I also didn’t get my passport at that time. I had to go through security first, and then call immigration on a phone at the other side. Several times. Because first the person on extension 2019 told me to call extension 7026. There was no answer. So I called 2019 back. They asked my name. They asked me to hold. They asked me to call them back in 10 minutes. I feeling panicky at this point. I mean, after everything I’d been through with immigration, I didn’t really trust them to actually get my passport to the correct airport.

I called them back after 10 minutes. They put me through to another line that rang and rang and rang. So I hung up and called them back.

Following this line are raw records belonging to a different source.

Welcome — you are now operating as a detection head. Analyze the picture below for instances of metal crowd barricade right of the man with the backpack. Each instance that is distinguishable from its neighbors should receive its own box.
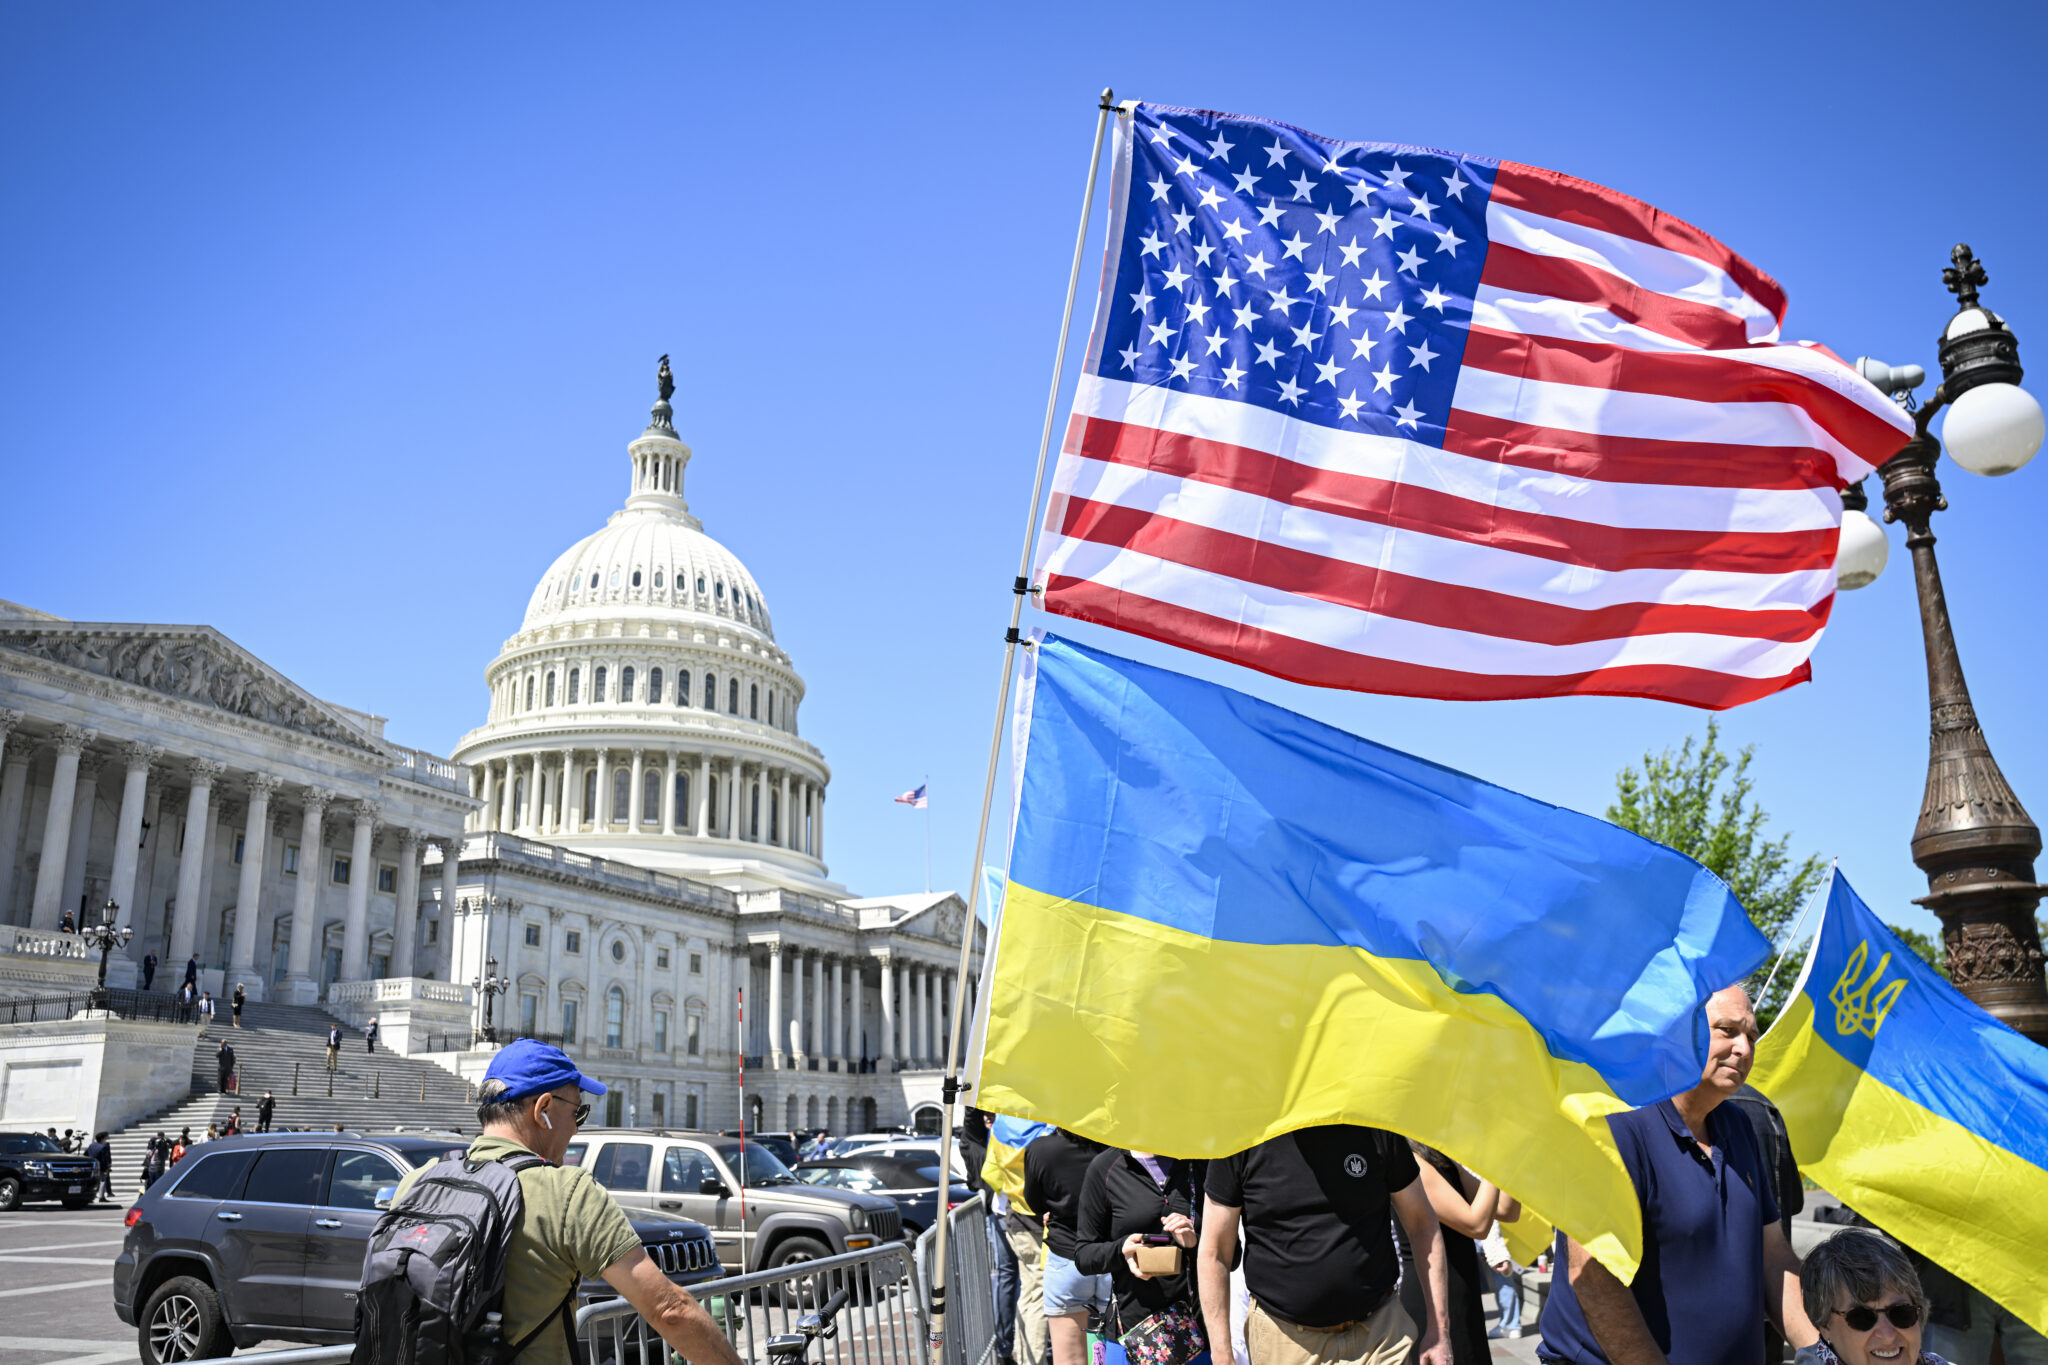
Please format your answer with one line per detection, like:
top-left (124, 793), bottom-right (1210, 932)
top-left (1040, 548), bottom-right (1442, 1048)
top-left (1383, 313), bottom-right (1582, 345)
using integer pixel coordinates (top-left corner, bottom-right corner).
top-left (575, 1242), bottom-right (928, 1365)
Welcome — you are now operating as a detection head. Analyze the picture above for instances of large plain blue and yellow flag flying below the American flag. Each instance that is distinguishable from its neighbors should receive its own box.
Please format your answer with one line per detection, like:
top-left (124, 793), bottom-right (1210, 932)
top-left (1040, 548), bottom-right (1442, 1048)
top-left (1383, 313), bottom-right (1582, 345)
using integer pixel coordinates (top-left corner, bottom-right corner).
top-left (975, 636), bottom-right (1767, 1277)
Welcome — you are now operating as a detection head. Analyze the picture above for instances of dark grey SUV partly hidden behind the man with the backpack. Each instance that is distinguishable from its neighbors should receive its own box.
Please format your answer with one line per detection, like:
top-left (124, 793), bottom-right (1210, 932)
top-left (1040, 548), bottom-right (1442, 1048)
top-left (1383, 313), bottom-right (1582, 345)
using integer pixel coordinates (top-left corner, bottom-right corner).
top-left (113, 1132), bottom-right (721, 1365)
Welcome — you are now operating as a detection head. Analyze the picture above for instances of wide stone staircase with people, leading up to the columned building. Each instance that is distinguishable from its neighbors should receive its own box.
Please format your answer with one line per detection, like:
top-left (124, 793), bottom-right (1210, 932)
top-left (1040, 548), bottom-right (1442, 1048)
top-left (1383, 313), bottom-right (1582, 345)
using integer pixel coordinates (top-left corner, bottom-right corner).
top-left (109, 1001), bottom-right (477, 1197)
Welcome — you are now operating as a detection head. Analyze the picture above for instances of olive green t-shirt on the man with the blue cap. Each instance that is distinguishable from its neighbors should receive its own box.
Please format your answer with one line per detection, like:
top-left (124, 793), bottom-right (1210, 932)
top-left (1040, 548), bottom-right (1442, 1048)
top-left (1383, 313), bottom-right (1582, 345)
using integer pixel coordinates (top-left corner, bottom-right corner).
top-left (397, 1138), bottom-right (641, 1365)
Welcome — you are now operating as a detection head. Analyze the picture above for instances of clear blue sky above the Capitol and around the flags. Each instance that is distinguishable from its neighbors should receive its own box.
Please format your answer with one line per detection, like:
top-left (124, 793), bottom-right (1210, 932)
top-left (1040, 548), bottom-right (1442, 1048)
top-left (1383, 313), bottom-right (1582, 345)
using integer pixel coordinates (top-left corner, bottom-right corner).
top-left (0, 0), bottom-right (2048, 957)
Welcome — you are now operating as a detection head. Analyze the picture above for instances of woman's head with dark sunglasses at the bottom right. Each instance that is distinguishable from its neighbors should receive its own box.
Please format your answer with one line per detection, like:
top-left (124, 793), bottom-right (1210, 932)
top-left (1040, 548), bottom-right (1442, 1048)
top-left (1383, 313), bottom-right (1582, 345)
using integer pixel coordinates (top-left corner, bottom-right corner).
top-left (1798, 1228), bottom-right (1948, 1365)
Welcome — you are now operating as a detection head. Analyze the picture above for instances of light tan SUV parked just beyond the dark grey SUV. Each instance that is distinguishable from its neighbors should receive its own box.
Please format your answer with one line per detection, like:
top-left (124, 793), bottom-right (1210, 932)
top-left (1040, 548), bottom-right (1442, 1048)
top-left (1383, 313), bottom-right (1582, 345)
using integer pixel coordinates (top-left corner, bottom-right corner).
top-left (563, 1128), bottom-right (903, 1273)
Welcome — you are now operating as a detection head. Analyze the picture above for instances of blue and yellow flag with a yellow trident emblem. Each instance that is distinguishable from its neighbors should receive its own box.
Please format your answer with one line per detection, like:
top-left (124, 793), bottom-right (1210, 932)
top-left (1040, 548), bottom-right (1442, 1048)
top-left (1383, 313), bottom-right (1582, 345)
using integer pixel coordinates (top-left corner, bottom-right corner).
top-left (1749, 872), bottom-right (2048, 1332)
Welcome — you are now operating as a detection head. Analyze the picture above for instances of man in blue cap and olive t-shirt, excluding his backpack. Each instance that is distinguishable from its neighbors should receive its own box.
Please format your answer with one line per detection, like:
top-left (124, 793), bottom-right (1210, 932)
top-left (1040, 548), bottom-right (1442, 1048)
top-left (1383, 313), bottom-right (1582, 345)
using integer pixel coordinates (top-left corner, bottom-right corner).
top-left (399, 1038), bottom-right (741, 1365)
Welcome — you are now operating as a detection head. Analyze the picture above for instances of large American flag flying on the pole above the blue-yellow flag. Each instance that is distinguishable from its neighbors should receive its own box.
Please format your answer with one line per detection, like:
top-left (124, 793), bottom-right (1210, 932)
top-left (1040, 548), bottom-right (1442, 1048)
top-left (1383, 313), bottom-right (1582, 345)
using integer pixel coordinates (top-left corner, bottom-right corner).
top-left (1036, 104), bottom-right (1911, 708)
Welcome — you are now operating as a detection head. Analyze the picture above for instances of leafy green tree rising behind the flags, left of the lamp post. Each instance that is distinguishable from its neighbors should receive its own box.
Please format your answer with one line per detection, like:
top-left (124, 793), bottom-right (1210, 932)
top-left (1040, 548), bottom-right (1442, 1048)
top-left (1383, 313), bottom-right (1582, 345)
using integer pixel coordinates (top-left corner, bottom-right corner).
top-left (1608, 720), bottom-right (1827, 1027)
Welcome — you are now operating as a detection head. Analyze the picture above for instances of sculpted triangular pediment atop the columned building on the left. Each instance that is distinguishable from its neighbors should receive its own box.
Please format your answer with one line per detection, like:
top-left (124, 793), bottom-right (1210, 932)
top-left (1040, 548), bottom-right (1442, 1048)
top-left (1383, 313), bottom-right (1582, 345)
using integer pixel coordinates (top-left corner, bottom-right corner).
top-left (0, 624), bottom-right (371, 749)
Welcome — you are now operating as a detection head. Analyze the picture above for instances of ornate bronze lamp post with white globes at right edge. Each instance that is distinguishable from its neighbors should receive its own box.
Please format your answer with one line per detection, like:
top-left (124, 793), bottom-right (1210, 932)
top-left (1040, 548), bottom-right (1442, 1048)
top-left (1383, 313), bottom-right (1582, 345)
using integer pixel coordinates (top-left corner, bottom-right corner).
top-left (1839, 246), bottom-right (2048, 1044)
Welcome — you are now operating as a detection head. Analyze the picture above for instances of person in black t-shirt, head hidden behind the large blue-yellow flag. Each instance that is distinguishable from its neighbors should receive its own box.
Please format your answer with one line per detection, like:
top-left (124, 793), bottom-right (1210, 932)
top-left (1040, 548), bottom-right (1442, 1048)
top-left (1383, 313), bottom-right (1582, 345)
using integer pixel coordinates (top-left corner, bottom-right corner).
top-left (1196, 1124), bottom-right (1450, 1365)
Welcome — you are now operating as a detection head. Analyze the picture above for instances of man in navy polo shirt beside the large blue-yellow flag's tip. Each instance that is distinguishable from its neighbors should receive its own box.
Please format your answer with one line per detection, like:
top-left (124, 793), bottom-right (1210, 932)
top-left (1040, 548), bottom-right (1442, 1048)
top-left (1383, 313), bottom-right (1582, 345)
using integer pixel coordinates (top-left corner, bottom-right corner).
top-left (1536, 986), bottom-right (1819, 1365)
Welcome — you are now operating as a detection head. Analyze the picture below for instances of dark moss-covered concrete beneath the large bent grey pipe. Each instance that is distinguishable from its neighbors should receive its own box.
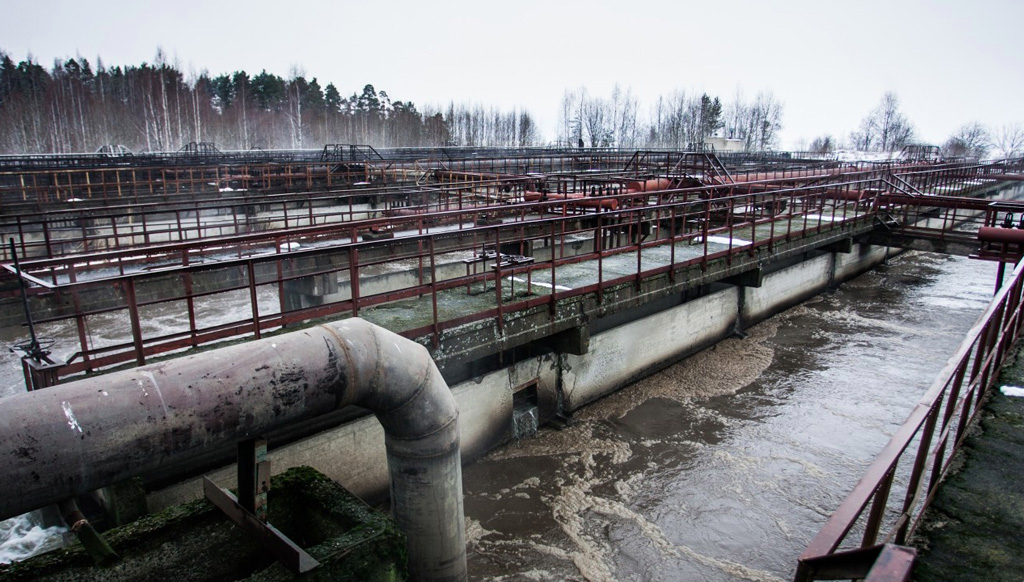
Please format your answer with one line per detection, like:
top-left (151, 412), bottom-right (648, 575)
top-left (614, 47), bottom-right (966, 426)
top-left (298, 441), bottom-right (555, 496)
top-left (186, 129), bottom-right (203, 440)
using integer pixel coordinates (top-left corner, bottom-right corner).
top-left (0, 467), bottom-right (407, 582)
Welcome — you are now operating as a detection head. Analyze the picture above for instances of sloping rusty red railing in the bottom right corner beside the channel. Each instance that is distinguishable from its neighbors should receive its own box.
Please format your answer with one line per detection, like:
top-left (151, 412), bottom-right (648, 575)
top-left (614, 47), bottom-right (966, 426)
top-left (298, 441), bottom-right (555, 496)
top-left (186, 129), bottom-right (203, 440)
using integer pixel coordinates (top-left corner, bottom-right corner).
top-left (794, 257), bottom-right (1024, 582)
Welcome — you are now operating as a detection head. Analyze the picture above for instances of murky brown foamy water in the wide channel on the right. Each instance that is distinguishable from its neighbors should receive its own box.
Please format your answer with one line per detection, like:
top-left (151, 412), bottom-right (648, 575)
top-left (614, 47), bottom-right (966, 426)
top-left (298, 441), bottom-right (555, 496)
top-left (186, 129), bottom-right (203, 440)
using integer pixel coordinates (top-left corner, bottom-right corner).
top-left (464, 253), bottom-right (995, 581)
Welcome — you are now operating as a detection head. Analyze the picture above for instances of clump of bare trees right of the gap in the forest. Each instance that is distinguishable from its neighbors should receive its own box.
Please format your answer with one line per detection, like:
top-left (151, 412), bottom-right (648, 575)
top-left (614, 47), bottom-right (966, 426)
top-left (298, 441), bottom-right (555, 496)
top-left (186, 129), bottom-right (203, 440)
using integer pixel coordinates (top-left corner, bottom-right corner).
top-left (559, 85), bottom-right (782, 152)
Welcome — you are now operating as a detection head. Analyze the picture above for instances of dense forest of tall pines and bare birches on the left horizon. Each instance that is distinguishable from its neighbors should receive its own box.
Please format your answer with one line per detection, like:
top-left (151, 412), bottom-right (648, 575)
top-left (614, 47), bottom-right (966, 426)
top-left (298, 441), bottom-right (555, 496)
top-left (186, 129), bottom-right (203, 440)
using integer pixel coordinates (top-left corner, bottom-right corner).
top-left (0, 51), bottom-right (539, 154)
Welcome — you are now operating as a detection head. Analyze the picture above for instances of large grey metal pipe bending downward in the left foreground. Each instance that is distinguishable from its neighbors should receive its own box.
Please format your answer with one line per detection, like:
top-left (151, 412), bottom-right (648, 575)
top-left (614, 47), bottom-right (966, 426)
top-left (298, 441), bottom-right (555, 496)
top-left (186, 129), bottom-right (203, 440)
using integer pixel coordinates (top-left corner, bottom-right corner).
top-left (0, 319), bottom-right (466, 581)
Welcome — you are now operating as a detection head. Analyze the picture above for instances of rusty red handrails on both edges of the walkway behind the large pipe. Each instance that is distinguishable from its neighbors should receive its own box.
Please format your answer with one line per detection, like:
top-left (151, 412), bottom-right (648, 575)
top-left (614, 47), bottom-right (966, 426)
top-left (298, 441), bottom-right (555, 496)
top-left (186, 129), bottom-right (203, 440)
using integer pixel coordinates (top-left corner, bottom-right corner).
top-left (14, 179), bottom-right (869, 383)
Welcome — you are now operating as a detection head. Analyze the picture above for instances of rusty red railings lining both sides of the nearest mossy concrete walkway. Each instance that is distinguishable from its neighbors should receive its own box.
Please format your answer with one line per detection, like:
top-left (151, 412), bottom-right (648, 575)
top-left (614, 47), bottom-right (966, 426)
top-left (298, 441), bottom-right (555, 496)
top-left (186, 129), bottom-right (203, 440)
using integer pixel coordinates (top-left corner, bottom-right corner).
top-left (12, 178), bottom-right (873, 387)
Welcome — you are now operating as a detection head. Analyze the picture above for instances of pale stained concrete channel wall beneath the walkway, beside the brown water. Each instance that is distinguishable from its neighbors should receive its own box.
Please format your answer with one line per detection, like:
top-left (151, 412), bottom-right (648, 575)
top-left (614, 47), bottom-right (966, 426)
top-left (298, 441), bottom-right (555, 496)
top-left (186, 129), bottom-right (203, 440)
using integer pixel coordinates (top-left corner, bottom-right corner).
top-left (148, 245), bottom-right (887, 510)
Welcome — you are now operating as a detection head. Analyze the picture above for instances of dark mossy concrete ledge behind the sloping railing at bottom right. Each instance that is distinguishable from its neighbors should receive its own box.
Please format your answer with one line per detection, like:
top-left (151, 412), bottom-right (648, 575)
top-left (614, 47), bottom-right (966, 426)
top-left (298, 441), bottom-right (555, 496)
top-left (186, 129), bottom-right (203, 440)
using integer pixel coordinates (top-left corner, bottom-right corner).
top-left (913, 347), bottom-right (1024, 582)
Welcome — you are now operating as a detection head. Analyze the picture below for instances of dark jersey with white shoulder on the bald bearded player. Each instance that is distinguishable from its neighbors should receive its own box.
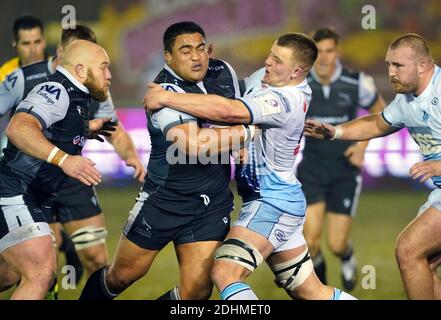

They said that the “department” that had my passport wasn’t in until 9:00 (just about the same time as my flight!) but they would see what they could do. Then I was told to hang on, someone would be there in 15 minutes with my passport.

Once the immigration officer finally showed up with my passport, she actually escorted me through to the waiting area where all the food and stuff is. And boy oh boy… for someone who knew fuck all about my situation was she ever condescending. She already had her mind made up that my deportation was all my fault. I would have been a lot more argumentative with that bitch but I was still nervous about getting detained, as they said I may be in their vaguely threatening letter. So I kept my mouth shut and got on my plane.

3. The Appeal

I now have a final option where I can send a bunch of information (again) to the Tribunal to ask them to overturn the decision that I’m an Overstayer. I don’t even care about getting chucked out and a 12 month re-entry ban at this point: I have my year-long job to do in Korea now. HOWEVER… not having to claim on any future applications to the UK that I “overstayed” (with a lengthy explanation) would be nice. So I filled out their form.  In a last little bit of awesomeness though, the directions included with the form had a) the wrong website given for you to access for information,  b) spelling error on the form (it said “her” instead of “here”), and c) they had the sections that needed to be filled in for non-asylum appeals incorrectly labeled. Amazing.

Hopefully there are only two more things I will have to endure in what has been a stressful, long-running, agonising and ridiculous process: 1) waiting for the decision regarding my appeal from the Tribunal and 2) the re-application process 13 months from now if I choose to go back to the UK. 🙂

As always: If there is anyone out there that is reading this that is going through their own nightmare with the UKBA… you are not alone. Reach out to others online. There are some really great resources. Share your stories. Every situation is different and there may be someone out there that could benefit from knowing what you went through, just as you may benefit from reading someone else’s story. Get legal advice. I recommend Gary McIndoe of Latitude Law (www.latitudelaw.com) who gave me great advice and was so much help.

Thanks to everyone for reading this saga and your support throughout it. Hopefully as my new adventures kick off (more on that soon!) my blog will be much more entertaining and a hell of a lot less gloomy going forward.